Ünlü coğrafya bilgini Prof. Besim Deakot, bu gerçekliği şöyle vurgulamaktadır:
“Musul havalisi, gerek engebeli tabiatı, gerekse iklimi ile, arazisi alüvyon birikmesinden meydana gelmiş, yağışları yetersiz ve tabii bitkiler âlemi bakımından yarı-çöl durumunda bulunan Irak’tan pek farklı olduğu gibi, nüfusunun yapısı ve yaşayış tarzı ile de daha çok Diyarbekir bölgesine benzemekteydi.
Esasen Musul havalisi, Birinci Dünya Savaşı sonlarına kadar, Batının coğrafya eserlerinde genellikle Irak’tan ayrı olarak Yukarı Elcezire bölgesi içinde sayılıyordu.” (5)
16. yüzyılın sonlarında Osmanlı ordusuyla birlikte bölgeyi gezen Kâtip Çelebi de, “Keşfü’z-Zünun” adlı eserinde Mezopotamya bölgesini Kürdistan, Cezire ve Irak olmak üzere üçe ayırıyor. Bu ve benzeri kaynaklardan yola çıkılarak günümüzde ulaşılan yaygın kanı, “El-Cezire bölgesinin, Osmanlıların Musul ve Şehrizor’unu, günümüzün Kuzey Irak’ını içine alan bölge” olduğudur. (5/b)

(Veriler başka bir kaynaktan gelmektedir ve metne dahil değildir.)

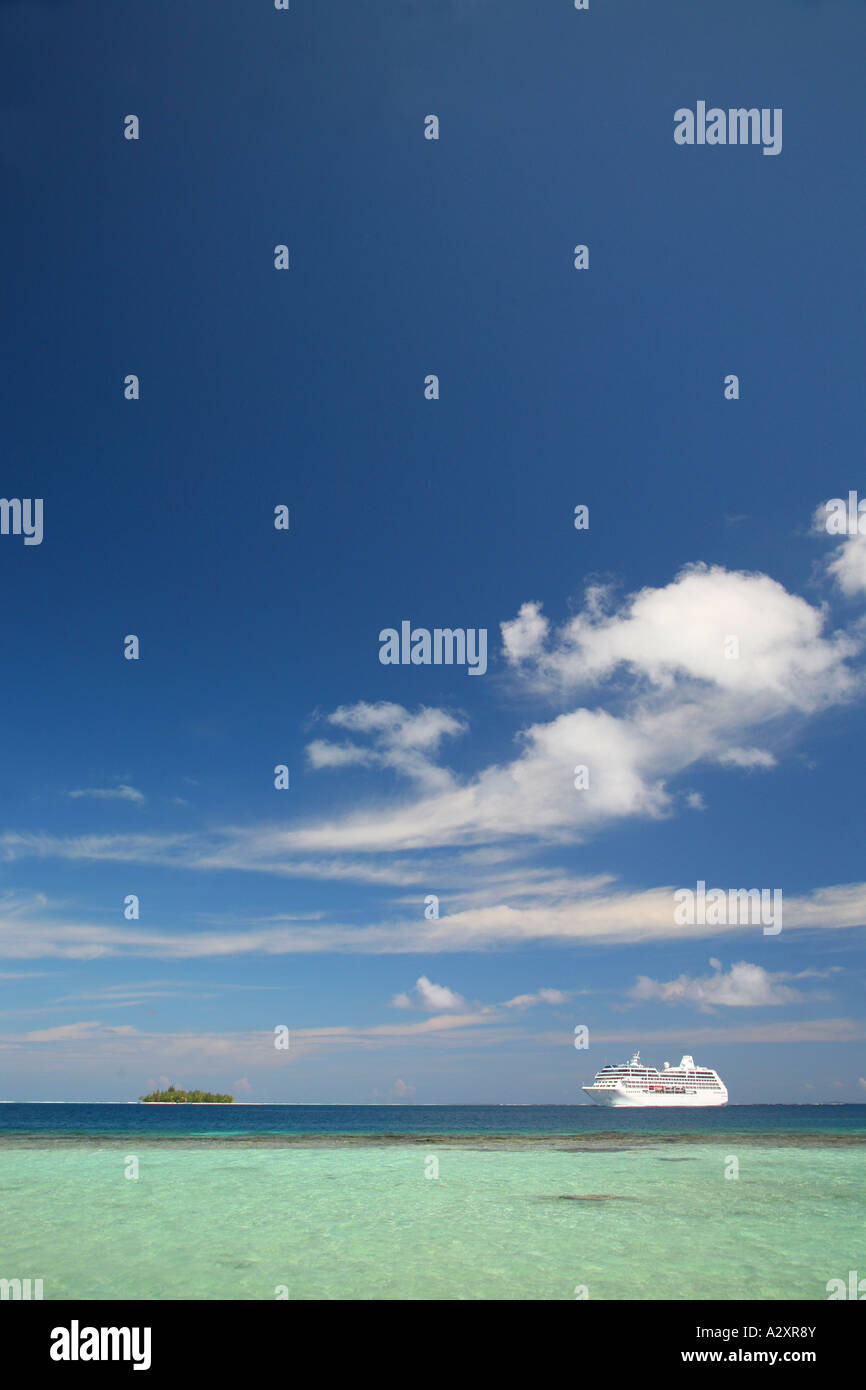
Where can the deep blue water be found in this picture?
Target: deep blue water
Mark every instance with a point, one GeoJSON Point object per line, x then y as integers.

Bu topraklar, geçmişte Doğulu, daha sonra Batılı yönetimlerin hep ilgi kaynağı olagelmiştir.
Milattan önceki yıllarda Musul bölgesinin de içinde yer aldığı Mezopotamya’da çok önemli uygarlıkların kurulduğu bilinmektedir. Bunların en önemlileri Asur ve Babil uygarlıklarıdır. Asur devleti, bu topraklarda yaklaşık 1300 yıl varlığını sürdürüyor.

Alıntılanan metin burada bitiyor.